The Obama administration yesterday took a major step toward stemming the school-to-prison pipeline that funnels Black boys into the criminal justice system, when Attorney General Eric Holder and Education Secretary Arne Duncan together urged schools to stop suspending students for minor infractions that disproportionately affect Black and Hispanic students.

African-American students are more than three times as likely as their white peers to be suspended or expelled, officials said.

“The need to rethink and redesign school discipline practices is frankly long overdue,” Duncan said, as he and Holder went to Frederick Douglass High School in Baltimore to unveil the first ever national guidelines on school discipline.

They chose Baltimore because that city has been singled out for its success in bringing about a major reduction in student suspensions in recent years. In addition, the state of Maryland is expected to vote on reforms to state discipline policies later this month.

In his comments, Duncan said racial discrimination in school discipline is “a real problem today — it’s not just an issue from 30 or 40 or 50 years ago.”

The Obama administration officials said too many schools resort to suspension, expulsion or arrest for problems that could be handled in more constructive ways, resulting in offenses that once landed students in a principal’s office now leading to a police precinct.

“Too often, so-called zero-tolerance policies, however well intentioned they might be, make students feel unwelcome in their own schools; they disrupt the learning process,” Holder said. “And they can have significant and lasting negative effects on the long-term well-being of our young people, increasing their likelihood of future contact with the juvenile and criminal justice systems.”

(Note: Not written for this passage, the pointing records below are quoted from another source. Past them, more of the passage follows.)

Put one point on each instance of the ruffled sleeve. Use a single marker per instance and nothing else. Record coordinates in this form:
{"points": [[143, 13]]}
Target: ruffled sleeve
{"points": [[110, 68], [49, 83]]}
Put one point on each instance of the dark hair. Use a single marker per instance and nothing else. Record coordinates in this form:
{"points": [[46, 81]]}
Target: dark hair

The nation’s secondary schools suspend or expel 2 million students each year, with 95 percent of out-of-school suspensions for nonviolent offenses such as disruption, disrespect, tardiness and dress code violations.

“That’s a staggering amount of lost learning time and lost opportunity to provide more meaningful support,” Duncan said. “These are all issues that must be dealt with clearly, effectively and with a sense of urgency when they arise, but I must ask: Is putting children out of school the best solution, the best remedy, for those problems?”

According to Duncan, students should be removed from classrooms “as a last resort,” and only for serious infractions such as endangering the safety of other students or teachers.

Studies have shown that students who are suspended more than twice are much more likely to wind up in prison.

“These much-needed guidelines send a strong message from the federal government that it takes seriously the criminalization of children, particularly children of color, in schools. It acknowledges that race plays an improper role in school discipline practices with long-term negative consequences for students’ educational outcomes,” Sherrilyn Ifill, president and director-counsel of the NAACP Legal Defense and Educational Fund, Inc., said in response to the release of the new federal guidelines.

“This is historic,” Judith Browne Dianis, co-director of the Advancement Project, a civil rights organization, told the Washington Post. “Disparities in school discipline have been documented since the 1970s, and we’ve never been able to get the federal government to step in and help stop it.”

The new guidelines were released as part of a “guidance package” with multiple materials and an online compendium of discipline laws and regulations across the country.

In addition, the administration is planning to send $50 million in grants to more than 1,000 schools with the purpose of training teachers and staff in research-based strategies aimed at improving student behavior and school climate.